I’ve been remembering over the past few days where we were a year ago. You still weren’t quite supposed to be here, not for another four weeks yet. But there you were, tiny and perfect.
We were still in hospital, this time last year. You’d been in an incubator at first, not quite strong enough to face the world alone. I was so happy when they brought you to sleep by my side.
They were rocky, those first couple of weeks. But ultimately you WERE strong – strong enough for the both of us.
It seems like yesterday and also a lifetime ago.
And it is a lifetime for you. You have grown from that tiny perfect newborn into just the most amazing little character. You are full of contradictions.

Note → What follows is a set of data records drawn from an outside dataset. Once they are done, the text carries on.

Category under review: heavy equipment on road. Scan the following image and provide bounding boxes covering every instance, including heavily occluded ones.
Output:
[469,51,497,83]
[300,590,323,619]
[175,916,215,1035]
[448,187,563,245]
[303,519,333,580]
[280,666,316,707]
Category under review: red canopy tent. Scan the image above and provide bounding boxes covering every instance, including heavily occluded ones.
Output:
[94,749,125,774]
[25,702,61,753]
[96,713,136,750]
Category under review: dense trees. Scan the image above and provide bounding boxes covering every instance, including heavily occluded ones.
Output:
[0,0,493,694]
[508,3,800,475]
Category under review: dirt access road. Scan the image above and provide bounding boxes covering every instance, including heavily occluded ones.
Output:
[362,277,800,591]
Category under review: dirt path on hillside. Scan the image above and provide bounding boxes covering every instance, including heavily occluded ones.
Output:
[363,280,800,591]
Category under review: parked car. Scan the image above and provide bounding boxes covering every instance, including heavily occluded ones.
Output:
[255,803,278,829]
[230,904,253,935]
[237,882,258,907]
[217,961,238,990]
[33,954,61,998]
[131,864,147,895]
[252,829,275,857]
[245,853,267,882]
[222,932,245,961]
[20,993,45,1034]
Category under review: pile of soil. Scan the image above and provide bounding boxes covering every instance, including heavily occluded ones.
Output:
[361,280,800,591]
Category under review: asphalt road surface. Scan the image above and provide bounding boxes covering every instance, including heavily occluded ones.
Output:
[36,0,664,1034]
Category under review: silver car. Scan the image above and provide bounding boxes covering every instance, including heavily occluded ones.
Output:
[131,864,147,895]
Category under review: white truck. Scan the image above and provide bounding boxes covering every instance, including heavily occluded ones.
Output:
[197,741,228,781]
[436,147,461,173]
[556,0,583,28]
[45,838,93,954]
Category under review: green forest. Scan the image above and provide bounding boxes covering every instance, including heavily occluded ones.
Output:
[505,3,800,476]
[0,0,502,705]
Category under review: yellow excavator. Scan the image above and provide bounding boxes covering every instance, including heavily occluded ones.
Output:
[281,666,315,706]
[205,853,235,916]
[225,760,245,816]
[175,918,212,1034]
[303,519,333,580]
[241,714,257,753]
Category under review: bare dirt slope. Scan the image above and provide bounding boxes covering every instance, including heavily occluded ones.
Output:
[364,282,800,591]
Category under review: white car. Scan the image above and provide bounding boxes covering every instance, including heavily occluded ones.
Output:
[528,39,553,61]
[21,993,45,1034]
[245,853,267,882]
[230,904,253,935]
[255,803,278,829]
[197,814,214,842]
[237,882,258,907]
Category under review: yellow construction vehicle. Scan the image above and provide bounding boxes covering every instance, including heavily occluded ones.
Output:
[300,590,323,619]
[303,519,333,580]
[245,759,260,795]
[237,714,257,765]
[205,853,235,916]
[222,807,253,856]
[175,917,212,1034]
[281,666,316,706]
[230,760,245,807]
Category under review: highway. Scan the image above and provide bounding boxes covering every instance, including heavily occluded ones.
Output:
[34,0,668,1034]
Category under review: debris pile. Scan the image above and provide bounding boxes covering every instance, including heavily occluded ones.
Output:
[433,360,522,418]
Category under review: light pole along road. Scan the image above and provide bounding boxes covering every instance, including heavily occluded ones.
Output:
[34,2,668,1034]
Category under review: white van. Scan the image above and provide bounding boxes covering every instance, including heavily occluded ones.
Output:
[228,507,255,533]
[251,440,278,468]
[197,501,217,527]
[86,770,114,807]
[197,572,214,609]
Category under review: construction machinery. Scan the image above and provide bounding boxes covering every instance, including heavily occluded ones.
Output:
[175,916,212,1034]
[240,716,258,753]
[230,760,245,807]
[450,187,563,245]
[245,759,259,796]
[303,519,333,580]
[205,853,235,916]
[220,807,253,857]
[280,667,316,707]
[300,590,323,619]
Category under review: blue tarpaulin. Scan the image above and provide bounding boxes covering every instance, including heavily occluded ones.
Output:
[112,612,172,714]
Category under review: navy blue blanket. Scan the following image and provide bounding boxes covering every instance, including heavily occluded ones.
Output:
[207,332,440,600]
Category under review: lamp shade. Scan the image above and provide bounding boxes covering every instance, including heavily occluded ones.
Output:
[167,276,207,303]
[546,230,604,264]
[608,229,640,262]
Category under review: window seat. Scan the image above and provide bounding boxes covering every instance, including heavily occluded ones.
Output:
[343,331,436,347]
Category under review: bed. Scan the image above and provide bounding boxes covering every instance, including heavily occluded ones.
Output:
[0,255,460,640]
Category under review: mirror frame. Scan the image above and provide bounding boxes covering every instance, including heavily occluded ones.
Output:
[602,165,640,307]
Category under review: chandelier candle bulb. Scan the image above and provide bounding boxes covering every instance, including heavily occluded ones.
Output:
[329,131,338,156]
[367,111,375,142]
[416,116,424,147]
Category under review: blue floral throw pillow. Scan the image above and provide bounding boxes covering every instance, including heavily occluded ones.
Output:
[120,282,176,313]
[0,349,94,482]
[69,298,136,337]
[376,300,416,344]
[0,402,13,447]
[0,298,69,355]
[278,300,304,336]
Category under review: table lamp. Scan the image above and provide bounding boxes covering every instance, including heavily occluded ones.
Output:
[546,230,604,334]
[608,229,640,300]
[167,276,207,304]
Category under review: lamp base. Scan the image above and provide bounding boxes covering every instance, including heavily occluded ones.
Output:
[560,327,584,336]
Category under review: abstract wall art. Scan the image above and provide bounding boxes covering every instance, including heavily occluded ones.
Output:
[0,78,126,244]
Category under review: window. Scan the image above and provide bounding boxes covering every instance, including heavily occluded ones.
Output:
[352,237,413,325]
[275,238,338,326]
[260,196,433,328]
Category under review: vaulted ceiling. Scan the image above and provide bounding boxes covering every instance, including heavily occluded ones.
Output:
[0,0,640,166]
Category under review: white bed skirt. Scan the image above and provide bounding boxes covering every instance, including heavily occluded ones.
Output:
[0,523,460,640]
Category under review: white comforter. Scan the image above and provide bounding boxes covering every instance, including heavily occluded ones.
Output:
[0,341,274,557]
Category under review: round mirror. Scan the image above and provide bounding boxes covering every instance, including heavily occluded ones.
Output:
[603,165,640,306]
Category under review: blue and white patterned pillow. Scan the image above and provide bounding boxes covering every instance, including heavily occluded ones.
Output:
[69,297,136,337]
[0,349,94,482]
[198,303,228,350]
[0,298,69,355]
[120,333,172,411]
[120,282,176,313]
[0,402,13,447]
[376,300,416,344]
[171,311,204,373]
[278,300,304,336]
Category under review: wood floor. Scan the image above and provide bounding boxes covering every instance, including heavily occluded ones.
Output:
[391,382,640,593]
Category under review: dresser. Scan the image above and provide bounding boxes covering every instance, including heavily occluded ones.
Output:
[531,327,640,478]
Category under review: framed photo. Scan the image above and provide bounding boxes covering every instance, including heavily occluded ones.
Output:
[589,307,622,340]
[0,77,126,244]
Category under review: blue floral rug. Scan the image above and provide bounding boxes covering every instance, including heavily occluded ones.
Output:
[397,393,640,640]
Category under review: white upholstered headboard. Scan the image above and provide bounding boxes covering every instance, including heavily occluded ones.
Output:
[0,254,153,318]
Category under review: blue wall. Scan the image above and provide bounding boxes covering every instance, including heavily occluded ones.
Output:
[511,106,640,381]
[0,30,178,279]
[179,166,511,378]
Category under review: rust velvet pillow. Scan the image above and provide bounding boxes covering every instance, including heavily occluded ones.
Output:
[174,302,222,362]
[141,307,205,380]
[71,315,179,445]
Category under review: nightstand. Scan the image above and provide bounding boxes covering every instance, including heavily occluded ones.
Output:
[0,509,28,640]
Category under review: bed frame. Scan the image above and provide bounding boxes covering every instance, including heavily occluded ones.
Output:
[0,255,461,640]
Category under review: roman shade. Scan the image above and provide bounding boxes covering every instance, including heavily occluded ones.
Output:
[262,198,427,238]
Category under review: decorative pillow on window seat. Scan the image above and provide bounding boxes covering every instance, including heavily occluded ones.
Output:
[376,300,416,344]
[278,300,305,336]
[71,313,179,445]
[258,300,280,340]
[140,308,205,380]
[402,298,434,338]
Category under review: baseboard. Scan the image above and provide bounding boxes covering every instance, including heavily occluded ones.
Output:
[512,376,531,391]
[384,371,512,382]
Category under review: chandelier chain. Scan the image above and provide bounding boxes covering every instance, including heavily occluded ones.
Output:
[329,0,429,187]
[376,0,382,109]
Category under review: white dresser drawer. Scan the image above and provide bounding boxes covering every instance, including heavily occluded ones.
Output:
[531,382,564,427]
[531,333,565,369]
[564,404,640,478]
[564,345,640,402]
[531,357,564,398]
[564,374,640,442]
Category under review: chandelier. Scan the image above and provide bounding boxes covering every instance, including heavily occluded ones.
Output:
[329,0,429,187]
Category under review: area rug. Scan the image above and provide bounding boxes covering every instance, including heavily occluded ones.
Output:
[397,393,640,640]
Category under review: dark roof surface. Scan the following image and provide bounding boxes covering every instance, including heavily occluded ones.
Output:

Sometimes so wonderfully calm – that was the first impression you made on the world, on everyone who met you in your earliest days. Once we’d finally got you home from hospital we were all so relieved. I felt guilty when I saw how the simplest things made you so happy: no more poking and prodding and bright lights and strangers. You loved to be held, but you tolerated being set down alone more than your brother ever did. It gave me some much needed moments of peace, but it wasn’t long before I was giving you snuggles anyway.
With the calm came quiet observation. You still watch the world with a fierce intensity, delighting in the things you see, familiar or new, and trying out your burgeoning language on the labelling of it all.
Light. Chickens. Up. Arthur. Hiya.
Your vocabulary is beginning to give shape to your frustrations, and I can’t wait to hear your voice blossom.
You definitely have those moments of frustration. Not even moments really, more phases. Times in the day when literally nothing is right, when you are desperate to communicate with us fully but we are only able to decode your most rudimentary of messages.
You get frustrated with your body too.
To me it is incredible, the things it can do. You have a classic baby crawl, but one which gets you places super fast. And then there’s the climbing. So much climbing! I watch you approach an obstacle and size it up, swiftly working out how best to overcome it. Sometimes you get yourself into compromising positions and need rescuing before it all goes wrong. I think we’ll have fun in the years to come, you and I.
It isn’t just us though, of course. There’s Dada and Arthur too. You love them both so much, but there is a special magic reserved for your brother. You are transfixed by him.
And he adores you too. He tells me so often. It was always going to be a challenge for your brother, having someone else to compete for our affections. But I reckon you’ve won him over.
It’s not hard to see why.
You are full of twinkle. From your sparkly eyes to your cute little toes, from your magical giggle to the way you writhe so athletically out of any situation you don’t want to be in.
It’s impossible not to admire you, and to be inspired by you.
I find myself marvelling often at how strange it is that in some ways you are similar to your brother and yet in other ways are oh so very different. Which is odd, really. Of course you’re different: you are Orson, and he is Arthur.
It’s made me realise though that lots of the things I thought were products of my parenting – good and bad – really aren’t.
Not that you’ve made me think my influence as a parent doesn’t matter – quite the opposite! I may not be able to predict exactly how my choices will impact on you, but I will still make the choices I feel to be true.
I will make the choices that I believe will allow you to be the person that you are most fully. I don’t know entirely who that is yet, but I know I love him.
It is such a privilege, motherhood. Exhausting, all-consuming, paradigm-changing. And amazing.
Thank you for giving me the opportunity to do it all over again.
My life is so much richer with you in it.